Curiosamente, enquanto tudo isso avança, cresce o greenhushing. Empresas fazem, mas preferem não falar. O medo de errar, de ser acusado ou de não atender a todos os critérios leva ao silêncio. Só que o silêncio também custa caro. Sem narrativa, perde-se confiança, espaço e valor.
Outra mudança estrutural é a centralidade da adaptação. Reduzir emissões continua essencial, mas adaptar-se aos impactos já em curso se torna prioridade. Infraestrutura resiliente, gestão da água, proteção de ecossistemas e planejamento territorial entram definitivamente no centro das decisões estratégicas.
Essa lógica se espalha pela cadeia de suprimentos. Fornecedores passam a ser avaliados não apenas por preço, mas por risco ambiental, social e climático.
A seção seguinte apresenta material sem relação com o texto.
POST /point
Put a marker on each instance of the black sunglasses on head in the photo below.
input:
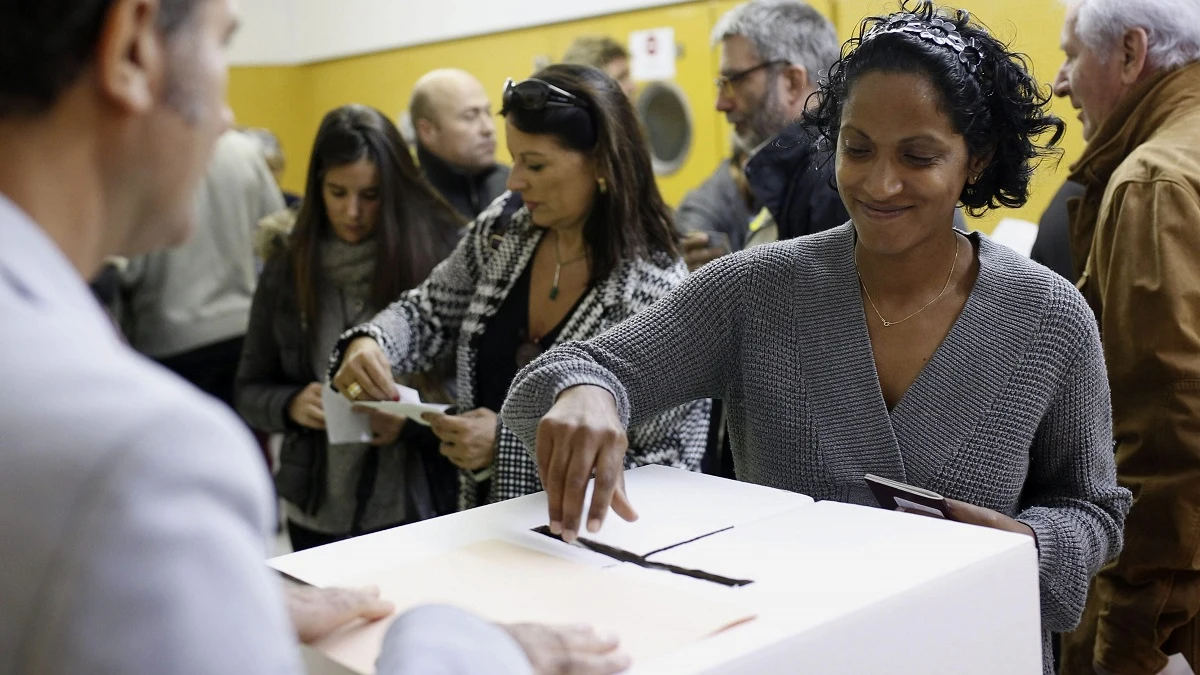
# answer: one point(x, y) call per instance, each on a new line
point(535, 95)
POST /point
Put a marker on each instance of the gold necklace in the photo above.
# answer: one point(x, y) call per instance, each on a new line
point(558, 267)
point(945, 287)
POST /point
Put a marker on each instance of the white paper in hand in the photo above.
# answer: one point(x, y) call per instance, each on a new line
point(342, 424)
point(409, 405)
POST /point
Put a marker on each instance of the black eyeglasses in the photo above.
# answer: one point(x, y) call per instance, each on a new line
point(535, 95)
point(725, 83)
ESG deixa de ser interno e passa a ser sistêmico.
Cresce também a cobrança por planos de transição reais. Metas genéricas já não bastam. Investidores querem cronograma, investimento, governança e responsáveis claros. O tempo das promessas vagas ficou para trás.
Talvez a virada mais profunda seja a entrada definitiva da natureza na lógica econômica. Água, solo e biodiversidade deixam de ser pano de fundo e são tratados como ativos estratégicos. A perda da natureza vira risco econômico mensurável.
O ESG que emerge para 2026 é menos confortável. Exige escolhas difíceis, dados consistentes, coragem para priorizar e coerência entre discurso e prática. No fim das contas, nunca foi sobre moda ou ideologia. Sempre foi gestão. Boa gestão.
E sim, o papo pode até parecer chato. Cheio de siglas, métricas e decisões impopulares. Mas a conversa é séria. E necessária. Porque o custo de não decidir já está sendo pago. E tende a aumentar.